E pensare che la morte di Satnam Singh – il bracciante indiano che nell’Agro Pontino è stato lasciato morire dal suo datore di lavoro, dopo un grave incidente – sembrava aver innescato, nella sua feroce disumanità, la possibilità di un’imminente una svolta. «È stata una fiammata – osserva con amarezza Omizzolo –. All’indomani di quella tragedia abbiamo sentito che ci sarebbero stati più controlli, che fatti del genere non si sarebbero mai più dovuti verificare. La realtà delle cose è che nel frattempo ci sono stati decine di Satnam. L’intervento repressivo è fondamentale, ma manca la politica: non si è ancora prodotta una riforma delle regole, delle procedure formali e informali che in questo Paese producono le forme di sfruttamento».

Il sistema delle quote (che non piace nemmeno a Rosolen)

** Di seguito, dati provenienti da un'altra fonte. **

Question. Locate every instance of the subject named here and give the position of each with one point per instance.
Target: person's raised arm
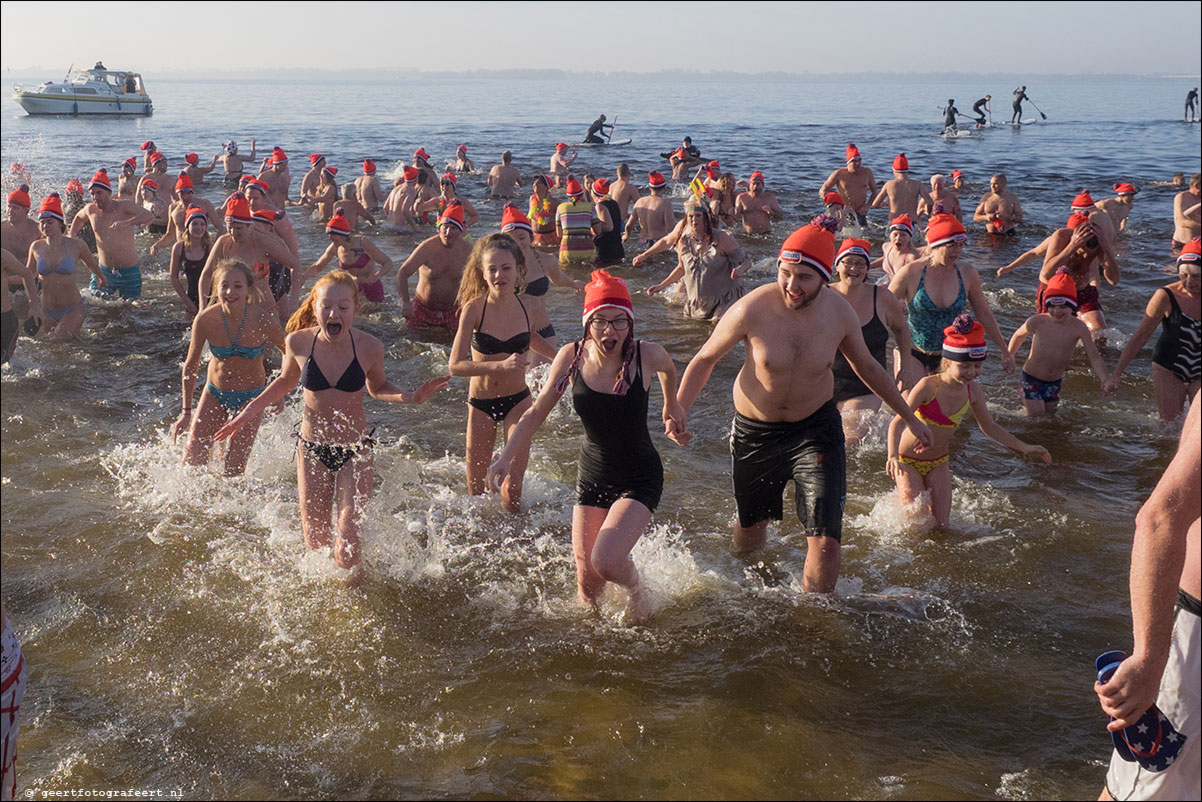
(1158, 556)
(1158, 307)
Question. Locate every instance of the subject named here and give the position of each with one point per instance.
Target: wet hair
(472, 284)
(304, 316)
(233, 266)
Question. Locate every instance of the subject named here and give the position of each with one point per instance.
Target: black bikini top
(352, 379)
(489, 345)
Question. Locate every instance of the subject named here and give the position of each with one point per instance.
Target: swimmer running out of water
(941, 401)
(619, 475)
(334, 444)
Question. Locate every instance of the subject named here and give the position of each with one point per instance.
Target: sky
(826, 37)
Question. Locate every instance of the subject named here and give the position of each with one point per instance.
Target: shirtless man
(941, 195)
(503, 178)
(652, 213)
(439, 263)
(311, 178)
(113, 221)
(902, 192)
(623, 191)
(560, 162)
(19, 231)
(757, 207)
(856, 185)
(1081, 248)
(1188, 213)
(129, 180)
(233, 162)
(786, 423)
(1119, 207)
(278, 178)
(367, 188)
(351, 208)
(999, 209)
(1165, 584)
(194, 168)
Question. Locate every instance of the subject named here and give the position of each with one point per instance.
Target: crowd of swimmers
(816, 338)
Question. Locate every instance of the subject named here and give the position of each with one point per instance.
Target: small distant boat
(88, 91)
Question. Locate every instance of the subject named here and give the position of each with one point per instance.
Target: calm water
(178, 639)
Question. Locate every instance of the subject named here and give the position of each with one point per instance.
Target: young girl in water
(236, 373)
(619, 475)
(334, 444)
(357, 255)
(941, 401)
(499, 331)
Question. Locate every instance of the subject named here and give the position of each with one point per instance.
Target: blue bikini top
(66, 267)
(243, 351)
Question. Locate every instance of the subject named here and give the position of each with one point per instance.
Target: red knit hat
(606, 291)
(854, 247)
(101, 180)
(1083, 202)
(964, 340)
(238, 209)
(1191, 253)
(339, 225)
(19, 196)
(269, 215)
(513, 218)
(452, 215)
(902, 223)
(195, 212)
(51, 207)
(945, 229)
(813, 245)
(1060, 289)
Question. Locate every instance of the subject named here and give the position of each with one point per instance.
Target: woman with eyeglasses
(619, 476)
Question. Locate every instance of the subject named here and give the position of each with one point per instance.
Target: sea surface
(179, 641)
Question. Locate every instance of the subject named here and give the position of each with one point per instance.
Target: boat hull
(36, 104)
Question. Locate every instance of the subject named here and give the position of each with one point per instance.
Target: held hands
(423, 393)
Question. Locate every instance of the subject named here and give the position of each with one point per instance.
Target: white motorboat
(87, 91)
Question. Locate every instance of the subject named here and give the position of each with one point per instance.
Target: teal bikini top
(234, 349)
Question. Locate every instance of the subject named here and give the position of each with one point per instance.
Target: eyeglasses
(619, 325)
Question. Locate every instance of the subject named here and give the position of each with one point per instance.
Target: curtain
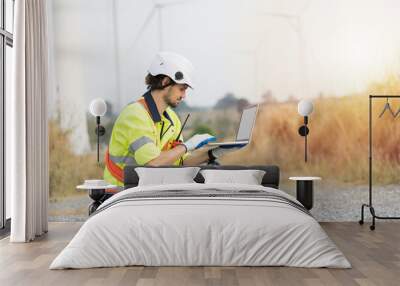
(28, 158)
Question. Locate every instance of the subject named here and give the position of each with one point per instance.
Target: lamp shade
(98, 107)
(305, 107)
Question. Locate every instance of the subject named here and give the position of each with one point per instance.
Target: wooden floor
(375, 257)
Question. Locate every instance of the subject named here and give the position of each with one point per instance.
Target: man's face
(175, 94)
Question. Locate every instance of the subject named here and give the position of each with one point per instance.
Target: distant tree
(268, 97)
(229, 100)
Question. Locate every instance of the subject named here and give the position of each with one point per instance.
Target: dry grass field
(337, 143)
(338, 139)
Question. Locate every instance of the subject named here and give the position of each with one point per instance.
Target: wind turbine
(255, 55)
(157, 10)
(295, 22)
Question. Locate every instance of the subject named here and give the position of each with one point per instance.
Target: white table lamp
(98, 108)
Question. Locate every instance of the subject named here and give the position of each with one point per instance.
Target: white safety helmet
(177, 67)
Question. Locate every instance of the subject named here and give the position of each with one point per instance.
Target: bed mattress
(201, 225)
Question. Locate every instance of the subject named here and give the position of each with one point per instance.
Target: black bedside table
(98, 194)
(304, 190)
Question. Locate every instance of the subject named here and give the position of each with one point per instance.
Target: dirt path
(331, 203)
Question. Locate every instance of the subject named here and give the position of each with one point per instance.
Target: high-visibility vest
(139, 135)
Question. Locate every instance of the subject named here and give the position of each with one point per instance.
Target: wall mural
(272, 54)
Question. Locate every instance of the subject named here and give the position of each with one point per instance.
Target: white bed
(222, 224)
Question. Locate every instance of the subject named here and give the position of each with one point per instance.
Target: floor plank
(375, 257)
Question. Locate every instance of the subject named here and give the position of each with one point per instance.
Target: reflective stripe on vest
(111, 161)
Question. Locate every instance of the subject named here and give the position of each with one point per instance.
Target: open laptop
(243, 135)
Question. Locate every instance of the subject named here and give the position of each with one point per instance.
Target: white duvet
(183, 231)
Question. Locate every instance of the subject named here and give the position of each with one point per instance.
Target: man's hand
(198, 141)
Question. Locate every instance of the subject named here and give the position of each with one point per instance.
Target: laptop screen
(246, 123)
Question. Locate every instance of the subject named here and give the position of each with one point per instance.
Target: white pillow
(249, 177)
(164, 176)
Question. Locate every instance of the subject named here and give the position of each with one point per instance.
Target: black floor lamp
(98, 108)
(369, 205)
(304, 108)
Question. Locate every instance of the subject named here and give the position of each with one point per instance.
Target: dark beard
(169, 102)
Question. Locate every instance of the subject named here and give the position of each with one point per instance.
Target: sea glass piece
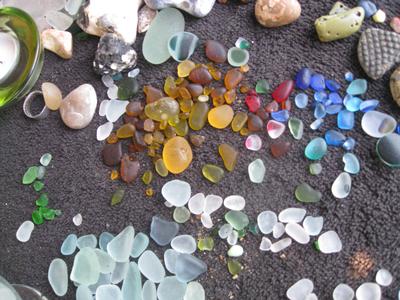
(329, 242)
(162, 231)
(69, 245)
(155, 43)
(184, 244)
(378, 124)
(351, 163)
(292, 215)
(316, 149)
(238, 57)
(120, 247)
(213, 173)
(58, 276)
(24, 231)
(177, 155)
(150, 266)
(341, 186)
(176, 192)
(339, 26)
(171, 288)
(256, 170)
(388, 150)
(275, 129)
(189, 267)
(140, 243)
(181, 45)
(266, 221)
(305, 193)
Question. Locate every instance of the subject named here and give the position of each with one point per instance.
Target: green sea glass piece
(339, 26)
(206, 244)
(155, 44)
(305, 193)
(30, 175)
(237, 219)
(182, 45)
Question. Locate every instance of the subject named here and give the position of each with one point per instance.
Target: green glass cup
(21, 55)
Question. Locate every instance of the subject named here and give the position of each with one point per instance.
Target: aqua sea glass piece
(181, 45)
(345, 119)
(357, 87)
(155, 44)
(238, 57)
(334, 138)
(316, 149)
(351, 163)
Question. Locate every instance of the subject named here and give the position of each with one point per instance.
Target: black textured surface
(78, 182)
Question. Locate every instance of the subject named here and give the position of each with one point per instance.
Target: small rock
(78, 107)
(113, 55)
(273, 13)
(57, 41)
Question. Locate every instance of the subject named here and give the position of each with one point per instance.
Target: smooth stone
(58, 276)
(329, 242)
(297, 233)
(78, 107)
(162, 231)
(184, 244)
(155, 43)
(171, 289)
(181, 45)
(378, 51)
(313, 225)
(104, 131)
(234, 202)
(280, 245)
(345, 119)
(88, 240)
(388, 150)
(108, 291)
(369, 291)
(196, 204)
(272, 13)
(300, 290)
(378, 124)
(343, 292)
(341, 187)
(119, 17)
(24, 231)
(351, 163)
(339, 26)
(316, 149)
(176, 192)
(57, 41)
(194, 291)
(305, 193)
(120, 247)
(189, 267)
(235, 251)
(292, 215)
(357, 87)
(86, 268)
(296, 128)
(69, 245)
(151, 267)
(266, 221)
(132, 285)
(197, 8)
(113, 55)
(149, 291)
(256, 170)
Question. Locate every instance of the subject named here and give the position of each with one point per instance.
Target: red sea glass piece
(283, 91)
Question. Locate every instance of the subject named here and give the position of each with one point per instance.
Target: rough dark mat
(78, 182)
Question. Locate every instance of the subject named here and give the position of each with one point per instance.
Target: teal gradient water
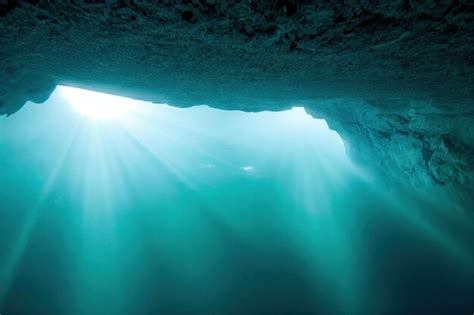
(162, 210)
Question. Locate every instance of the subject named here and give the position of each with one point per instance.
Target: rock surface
(394, 78)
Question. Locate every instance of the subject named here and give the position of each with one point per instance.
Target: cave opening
(203, 200)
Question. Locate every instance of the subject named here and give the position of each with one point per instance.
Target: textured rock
(415, 58)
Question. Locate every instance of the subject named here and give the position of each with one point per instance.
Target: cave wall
(394, 78)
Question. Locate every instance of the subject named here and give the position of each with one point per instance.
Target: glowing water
(113, 206)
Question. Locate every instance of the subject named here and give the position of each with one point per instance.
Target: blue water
(146, 208)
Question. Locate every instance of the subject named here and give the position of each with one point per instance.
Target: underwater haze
(110, 205)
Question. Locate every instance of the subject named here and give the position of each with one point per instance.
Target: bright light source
(97, 106)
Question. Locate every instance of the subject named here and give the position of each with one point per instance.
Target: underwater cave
(236, 157)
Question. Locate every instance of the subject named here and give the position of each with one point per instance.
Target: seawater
(165, 210)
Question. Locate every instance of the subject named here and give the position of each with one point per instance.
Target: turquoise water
(142, 208)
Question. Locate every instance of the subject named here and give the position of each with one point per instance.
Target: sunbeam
(211, 209)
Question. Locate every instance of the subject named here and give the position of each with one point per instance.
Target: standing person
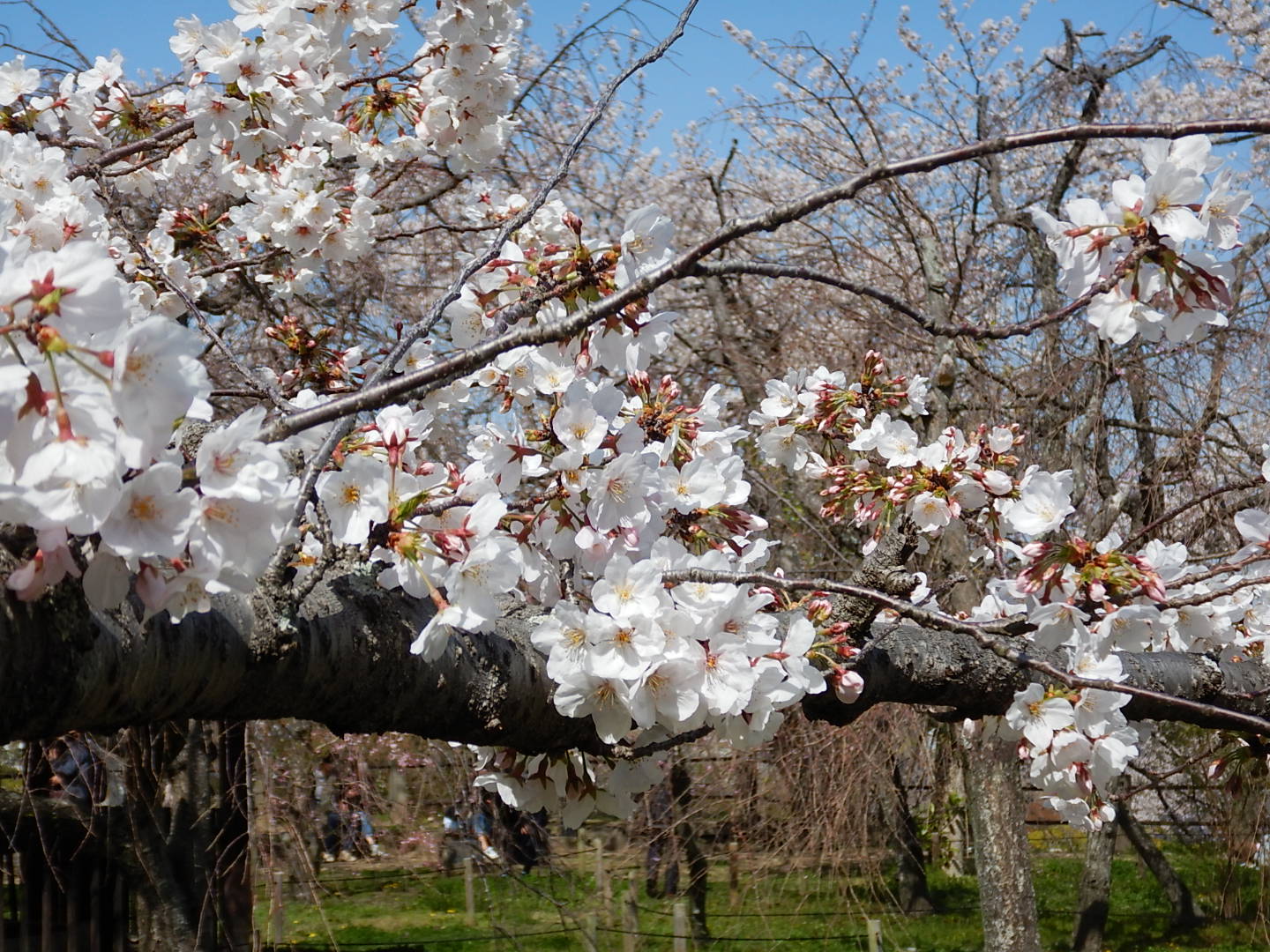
(357, 822)
(77, 773)
(482, 825)
(328, 805)
(528, 838)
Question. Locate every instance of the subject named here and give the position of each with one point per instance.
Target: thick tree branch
(347, 664)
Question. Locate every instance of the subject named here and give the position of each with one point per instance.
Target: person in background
(326, 801)
(77, 772)
(482, 825)
(357, 822)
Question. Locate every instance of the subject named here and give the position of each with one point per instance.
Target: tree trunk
(1002, 854)
(698, 867)
(1095, 896)
(1186, 913)
(914, 893)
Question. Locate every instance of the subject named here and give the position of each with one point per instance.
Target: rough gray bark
(1095, 895)
(911, 666)
(1186, 913)
(1002, 857)
(344, 661)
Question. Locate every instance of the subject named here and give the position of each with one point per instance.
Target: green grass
(415, 908)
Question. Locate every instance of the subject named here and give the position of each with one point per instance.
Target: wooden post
(735, 874)
(681, 926)
(873, 926)
(630, 915)
(277, 909)
(46, 911)
(589, 933)
(470, 890)
(399, 796)
(602, 888)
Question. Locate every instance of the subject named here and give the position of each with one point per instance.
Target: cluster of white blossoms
(587, 487)
(875, 466)
(1147, 236)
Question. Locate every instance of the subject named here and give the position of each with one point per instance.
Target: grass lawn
(387, 905)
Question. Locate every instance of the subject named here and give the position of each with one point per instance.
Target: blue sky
(706, 57)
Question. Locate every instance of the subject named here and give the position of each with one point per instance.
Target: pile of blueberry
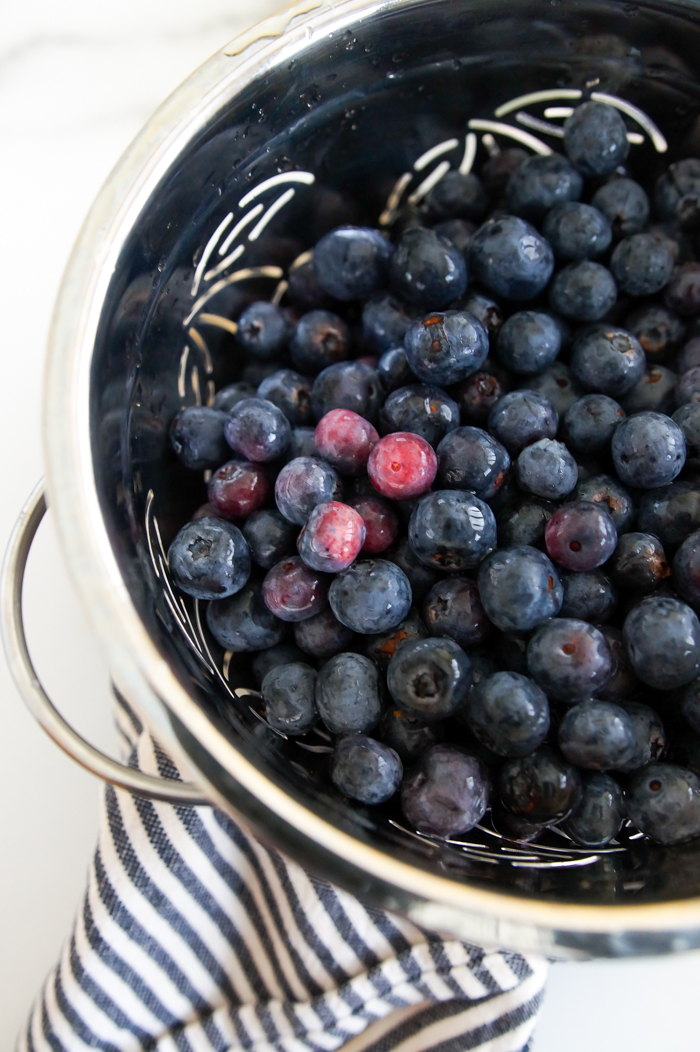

Proprio in questi giorni in Friuli Venezia Giulia si sta parlando di “quote”, l’assessora regionale al Lavoro, Alessia Rosolen, ha dichiarato che il fabbisogno di manodopera non comunitaria è di 1160 lavoratori. Soprattutto Rosolen ha evidenziato che bisogna andare oltre il sistema delle quote messo in piedi dalla legge “Bossi-Fini” (datata 2002). Quanto quel sistema ha contribuito a favorire lo sfruttamento lavorativo? «Moltissimo – conferma il sociologo –. Una delle mie esperienze più note è di aver seguito un trafficante di esseri umani in Asia. Attraverso quell’esperienza ho avuto modo di osservare come parecchie delle persone reclutate nei loro luoghi di residenza da quel trafficante – che per altro era in combutta con imprenditori criminali italiani – arrivavano poi in Italia non irregolarmente, ma inserite nel sistema delle quote. Parliamo di persone che erano vittime di tratta (perché pagavano migliaia di euro per arrivare in Italia, indebitando la famiglia e diventando dunque ricattabili), ma al contempo erano inserite nel sistema delle quote previsto dalla “legge Bossi-Fini”, legge che col tempo è diventata il grande “cavallo di Troia” attraverso il quale le persone, anche minori, vengono portate in Italia per lavorare come schiavi. E questo non lo dico solo io, ma anche sentenze, inchieste e altri studi. È chiaro che la “Bossi-Fini” ha ormai fatto il suo tempo e va riformata, per cambiarla però non bastiamo io e lei, ma serve la politica. Bene che l’assessora abbia detto che serve andare oltre, ora però servono i fatti».